The key issue today would be whether children currently attending the school would know and appreciate the history or simply see it as a school-sponsored endorsement of Christianity.

“I think it’s probably still on the side of endorsement,” he said, adding that the image itself might pass the constitutionality test “if it had been part of a larger memorial that made its purpose clearer.”

Freedom From Religion Foundation lawyer Andrew Seidel said the group won’t withdraw its removal request.

District officials have no plans to put the picture back up and have been in contact with Eastburn’s family about what to do with it, Proffitt said.

Late Wednesday, the family issued a written statement saying they respect the law and the district’s decision but are “saddened and disappointed” at the removal of the picture from the school.

“The family has followed the many comments on social media and had determined not to comment to continue to honor the memory of our brother,” the statement said. “We were, however, saddened by the vitriol displayed on many of the media sites regarding the removal of the memorial portrait and the division that it was apparently causing in our hometown.

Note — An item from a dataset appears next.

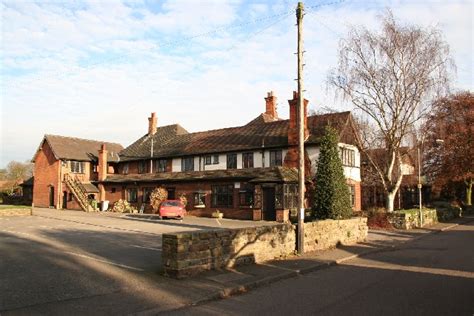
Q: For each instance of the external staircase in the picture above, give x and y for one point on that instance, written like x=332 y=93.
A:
x=78 y=191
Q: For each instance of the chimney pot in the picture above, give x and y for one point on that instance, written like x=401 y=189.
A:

We are encouraged by comments of those who indicated an increased conviction that Christ still reigns in their hearts and lives because of this controversy.”

None of the immediate family of Duane Eastburn still live in Chanute. Youngberg and his wife, Kathy, live in Arizona, and the other two sisters, LaDonna and Leah, live with their husbands in Dodge City and Leawood, Youngberg said. All six signed the family’s statement.

Youngberg said the family has asked the district to turn control of the picture over to them, but they haven’t yet decided whether they would rather keep it in the family or donate it to a church.

It originally hung in what was called the “trade school” building, which housed shop and career classes. Youngberg said he believes the picture was put there because it was also the building where the band practiced and students would see it while making their way to that classroom.

It later was moved to a hallway in a new Royster school building built in the mid-1960s. The school has since been renamed Royster Middle School.

Seidel said the situation is similar to a case in which Utah allowed a group to set up roadside crosses to memorialize highway patrol officers killed in the line of duty. The 10th Circuit Court of Appeals ruled that was an unconstitutional endorsement of religion, he said.

“The court looked at it and said you can’t use religious displays to memorialize people on public property,” he said.

Seidel said it’s different from the religious symbols displayed at military cemeteries, because in that case, soldiers themselves request the religious identification on their graves when they enlist.

He said he thinks the best solution in Chanute is for the district to give the picture to the family and let them decide whether to keep it or put it on display at a church or other private property setting.

“One of those is the right call,” he said.